Datum uitspraak: 9 september 2024
AFDELING
BESTUURSRECHTSPRAAK
Uitspraak met toepassing van artikel 8:54, eerste lid, van de Algemene wet bestuursrecht op het hoger beroep van:
[de vreemdeling],
appellant,
tegen de uitspraak van de rechtbank Den Haag, zittingsplaats Roermond, van 17 juli 2024 in zaak nr. NL24.27231 in het geding tussen:
de vreemdeling
en
de minister van Asiel en Migratie.
Procesverloop
Bij besluit van 4 juli 2024 heeft de staatssecretaris van Justitie en Veiligheid de vreemdeling in bewaring gesteld.
Bij uitspraak van 17 juli 2024 heeft de rechtbank het daartegen door de vreemdeling ingestelde beroep ongegrond verklaard en het verzoek om schadevergoeding afgewezen.
Tegen deze uitspraak heeft de vreemdeling, vertegenwoordigd door mr. M.C. de Jong, advocaat in Rotterdam, hoger beroep ingesteld.
Overwegingen
1. Op 2 juli 2024 is het kabinet-Schoof aangetreden. Met ingang van die datum is de minister van Asiel en Migratie de bevoegde bewindspersoon voor zover het gaat over aangelegenheden op het terrein van asiel en migratie. Deze taken behoorden eerder tot het takenpakket van de staatssecretaris van Justitie en Veiligheid (Koninklijk Besluit van 2 juli 2024, Staatscourant 2024, nr. 22497).
2. De vreemdeling is op 4 juli 2024 in bewaring gesteld. De maatregel van bewaring is ondertekend door een door de korpschef aangewezen inspecteur van de politie namens de staatssecretaris van Justitie en Veiligheid.

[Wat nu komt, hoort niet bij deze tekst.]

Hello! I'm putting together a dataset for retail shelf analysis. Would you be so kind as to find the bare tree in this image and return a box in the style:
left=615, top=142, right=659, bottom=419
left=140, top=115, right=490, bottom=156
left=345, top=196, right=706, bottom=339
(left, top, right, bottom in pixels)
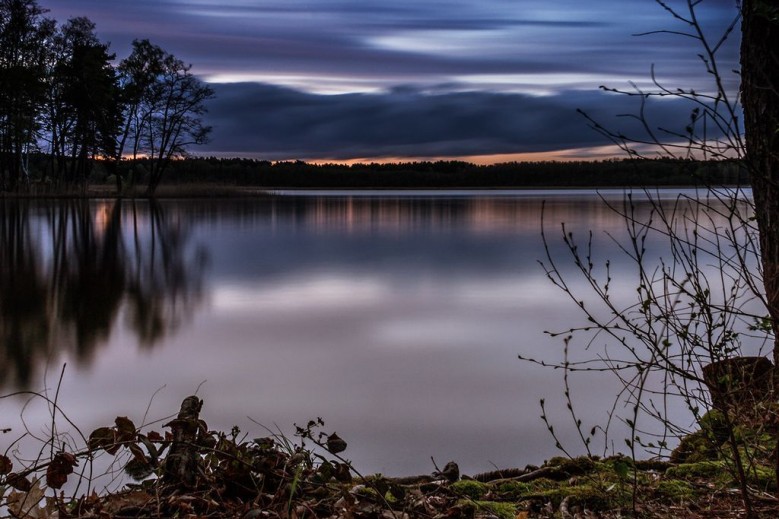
left=117, top=40, right=214, bottom=195
left=532, top=0, right=779, bottom=516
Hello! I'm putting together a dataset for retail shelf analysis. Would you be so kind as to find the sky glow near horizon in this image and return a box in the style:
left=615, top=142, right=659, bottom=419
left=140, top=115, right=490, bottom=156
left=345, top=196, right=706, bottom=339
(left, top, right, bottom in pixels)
left=41, top=0, right=738, bottom=162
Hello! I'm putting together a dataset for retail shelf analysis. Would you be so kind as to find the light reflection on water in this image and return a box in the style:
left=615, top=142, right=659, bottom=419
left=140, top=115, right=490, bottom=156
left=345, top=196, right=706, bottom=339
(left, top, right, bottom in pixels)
left=0, top=192, right=756, bottom=480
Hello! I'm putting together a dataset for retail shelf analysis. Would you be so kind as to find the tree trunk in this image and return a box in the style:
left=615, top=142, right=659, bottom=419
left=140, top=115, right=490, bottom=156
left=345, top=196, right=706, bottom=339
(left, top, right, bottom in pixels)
left=741, top=0, right=779, bottom=378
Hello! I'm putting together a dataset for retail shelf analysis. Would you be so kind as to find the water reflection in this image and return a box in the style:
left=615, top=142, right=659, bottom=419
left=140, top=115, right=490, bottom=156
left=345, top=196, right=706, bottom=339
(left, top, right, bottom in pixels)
left=0, top=192, right=736, bottom=475
left=0, top=200, right=207, bottom=388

3. Gelet op wat onder 1 is uiteengezet, wijst de vreemdeling er in zijn enige grief terecht op dat de maatregel ten onrechte namens de staatssecretaris is ondertekend. Op het moment dat hij in bewaring werd gesteld, was de staatssecretaris immers niet langer bevoegd om dit besluit te nemen, maar de minister van Asiel en Migratie. De rechtbank heeft niet onderkend dat dit een gebrek oplevert (vergelijk de uitspraak van 2 november 2023, ECLI:NL:RVS:2023:4066, onder 3.3). 3.1. Dit betekent echter niet dat de maatregel van bewaring om die reden onrechtmatig is. Zoals volgt uit voornoemde uitspraak van 2 november 2023, onder 4, is bij gebreken die niet rechtstreeks de rechtmatigheid van een maatregel van bewaring of het voortduren ervan aantasten, namelijk ruimte voor een belangenafweging. De uiteindelijke uitkomst van deze belangenafweging wordt niet alleen bepaald door de ernst van het gebrek, maar hangt onlosmakelijk samen met de concrete belangen van partijen in samenhang bezien met de omstandigheden van het geval.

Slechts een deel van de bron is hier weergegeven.